Multimodal Large Language Models (MLLMs) have shown remarkable versatility but face challenges in demonstrating true visual understanding, particularly in chart reasoning tasks. Existing benchmarks like ChartQA reveal significant reliance on text-based shortcuts and probabilistic pattern-matching rather than genuine visual reasoning. To rigorously evaluate visual reasoning, we introduce a more challenging test scenario by removing textual labels and introducing chart perturbations in the ChartQA dataset. Under these conditions, models like GPT-4o and Gemini-2.0 Pro experience up to a 30% performance drop, underscoring their limitations. To address these challenges, we propose Socratic Chart, a new framework that transforms chart images into Scalable Vector Graphics (SVG) representations, enabling MLLMs to integrate textual and visual modalities for enhanced chart understanding. Socratic Chart employs a multi-agent pipeline with specialized agent-generators to extract primitive chart attributes (e.g., bar heights, line coordinates) and an agent-critic to validate results, ensuring high-fidelity symbolic representations. Our framework surpasses state-of-the-art models in accurately capturing chart primitives and improving reasoning performance, establishing a robust pathway for advancing MLLM visual understanding.

Paper Structure

This paper contains 26 sections, 3 figures, 6 tables.

Figures (3)

  • Figure 1: Performance comparison of previous system on the ChartQA benchmark under two conditions: with original charts (top) and with charts where text labels have been removed (bottom). Removing textual labels eliminates shortcuts that allow models to rely on OCR-based extraction rather than genuine visual reasoning. The significant performance drops observed in these systems like GPT-4v, Gemini2, and SIMPLOT highlight their dependence on these text-based shortcuts when answering questions. In contrast, our proposed method, Socratic Chart, demonstrates a substantially smaller performance drop (23.9%) due to its innovative framework that transforms chart images into Scalable Vector Graphics (SVG) representations. This approach enables multimodal large language models (MLLMs) to more effectively integrate visual information with textual context, resulting in enhanced chart understanding even when explicit textual cues are absent.
  • Figure 2: Overview of the multi-agent collaboration pipeline for transforming chart images into Scalable Vector Graphics (SVG) representations. The process begins with chart type classification, followed by specialized agent-generators extracting semantic and geometric attributes (e.g., bar dimensions, text labels, legends). Agent-critics refine these outputs by identifying and correcting errors. The final merged SVG encodes all chart elements, enabling multimodal large language models (MLLMs) to perform robust zero-shot reasoning tasks like trend analysis and data interpretation.
  • Figure 3: We present a visualization of the SVG code generated using our multi-agent pipeline, demonstrating its ability to assist MLLMs in answering questions that GPT-4v fails to address correctly.

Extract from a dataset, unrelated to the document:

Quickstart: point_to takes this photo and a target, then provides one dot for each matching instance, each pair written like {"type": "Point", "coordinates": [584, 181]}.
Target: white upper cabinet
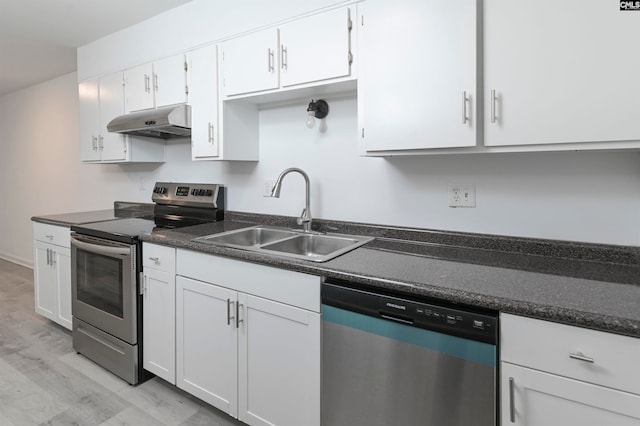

The SVG representation encodes the geometric and semantic attributes of the chart, such as bar heights, line coordinates, and text labels, in a structured format. This high-fidelity representation enables MLLMs to perform precise reasoning tasks, such as extracting specific data points or identifying trends, even in complex charts where traditional models like GPT-4v may struggle due to their reliance on visual estimation. By leveraging the symbolic abstraction provided by the SVG format, our framework ensures accurate and interpretable chart understanding.